I don’t often perform pod changes in public. This is mainly due to the fact that I’m most comfortable changing my pod in my own home, where I have all my supplies readily available…and more importantly, it’s where I feel safe taking off a pod from an old site and putting a fresh one onto a new location.
So you can imagine the level of unease I felt when I had no choice but to change my pod at my office for the first time since starting my new job.
I did this plenty of times at my last office job, but that was always behind the privacy of a closed conference room door that I could lock and that nobody could see into. This level of discretion meant that I could take my time with my pod changes without worrying about someone seeing me and getting the wrong idea about what I was doing (even I can admit that it looks a bit suspicious to see someone in a non-hospital setting drawing an unidentified liquid out of a vial with a syringe).
Both fortunately and unfortunately for me, my new office space is so modern in its design that every single conference room is encased with glass walls and doors – making it all too easy to peer inside each one to determine whether or not it’s occupied. That’s great for off-the-cuff meetings, but not so much for someone who needs just 5 minutes to change an insulin pump site.
Due to the lack of privacy in my office suite, I had to venture out to the main building bathrooms as a next resort. But I wasn’t just going to use any old bathroom. No, I sought out the one that had what I suspected to be the least amount of foot traffic and also the cleanest sink, because I most certainly was not going to lock myself into a stall to ensure more privacy when changing my pod. Absolutely not. Sure, it would mean that I had the stall door blocking me from view, but it also meant I’d have to change my pod without a table in front of me to put my supplies on, and I wasn’t about to do that because it would virtually guarantee that I drop something on the unsanitary bathroom floor – or worst-case scenario, maybe even break my vial of insulin. I wasn’t about to risk that, so I set about changing my pod at the bathroom sink, keeping my fingers and toes crossed the entire time that nobody would walk in while I was at any stage of the process.

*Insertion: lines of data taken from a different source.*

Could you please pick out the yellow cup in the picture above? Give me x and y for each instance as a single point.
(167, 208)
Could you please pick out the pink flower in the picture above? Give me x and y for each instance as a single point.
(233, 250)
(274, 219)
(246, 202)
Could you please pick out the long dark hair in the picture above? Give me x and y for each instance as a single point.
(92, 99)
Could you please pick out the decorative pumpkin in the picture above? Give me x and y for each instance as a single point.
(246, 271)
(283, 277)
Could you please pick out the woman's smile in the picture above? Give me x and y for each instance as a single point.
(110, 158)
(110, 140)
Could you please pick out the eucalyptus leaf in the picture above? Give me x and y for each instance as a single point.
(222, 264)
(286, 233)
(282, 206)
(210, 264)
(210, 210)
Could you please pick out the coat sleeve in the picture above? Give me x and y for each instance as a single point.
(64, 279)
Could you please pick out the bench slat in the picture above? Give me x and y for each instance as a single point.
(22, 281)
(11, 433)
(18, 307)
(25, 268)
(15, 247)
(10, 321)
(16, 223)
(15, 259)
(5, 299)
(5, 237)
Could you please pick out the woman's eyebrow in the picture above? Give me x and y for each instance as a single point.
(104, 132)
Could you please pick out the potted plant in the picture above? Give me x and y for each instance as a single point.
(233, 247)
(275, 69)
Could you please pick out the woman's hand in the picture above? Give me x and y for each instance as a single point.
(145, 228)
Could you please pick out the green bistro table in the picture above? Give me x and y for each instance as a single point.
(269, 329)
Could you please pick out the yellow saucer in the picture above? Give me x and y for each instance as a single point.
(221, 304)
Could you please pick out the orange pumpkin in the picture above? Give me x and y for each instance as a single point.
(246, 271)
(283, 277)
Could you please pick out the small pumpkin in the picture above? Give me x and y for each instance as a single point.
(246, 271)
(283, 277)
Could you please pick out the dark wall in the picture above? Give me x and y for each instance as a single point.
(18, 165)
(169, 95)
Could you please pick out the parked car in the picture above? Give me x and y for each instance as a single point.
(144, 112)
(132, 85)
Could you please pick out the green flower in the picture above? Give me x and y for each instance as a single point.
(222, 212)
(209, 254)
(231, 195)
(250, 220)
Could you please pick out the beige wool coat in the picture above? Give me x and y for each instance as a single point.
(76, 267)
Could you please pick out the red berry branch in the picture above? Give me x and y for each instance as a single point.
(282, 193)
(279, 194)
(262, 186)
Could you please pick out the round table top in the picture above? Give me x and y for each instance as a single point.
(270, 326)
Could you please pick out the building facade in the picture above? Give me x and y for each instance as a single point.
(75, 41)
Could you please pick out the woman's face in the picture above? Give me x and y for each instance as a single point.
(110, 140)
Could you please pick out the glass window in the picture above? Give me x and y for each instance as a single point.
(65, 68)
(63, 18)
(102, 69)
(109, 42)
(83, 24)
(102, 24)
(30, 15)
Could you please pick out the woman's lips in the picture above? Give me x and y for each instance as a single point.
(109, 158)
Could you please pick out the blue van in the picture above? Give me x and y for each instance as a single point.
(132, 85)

My mission was accomplished; a few moments later, I was rocking a brand-new pod and also marveling over how something fairly mundane (because I do it every 72 hours or so) could cause me such anxiety and make me feel self-conscious about needing to do this medically necessary routine in public. I’m not accustomed to feeling odd about my pod and the maintenance actions I take to keep it running smoothly – and to keep myself healthy, to boot – but there’s a solid, highly realistic chance that I’ll have to publicly change my pod again in the future. Hopefully, I can work on it so that changing my pod, whether within the walls of my own home or in the most public of locations, is something that I feel normal about doing, and worry less about whether or not people are judging me over it.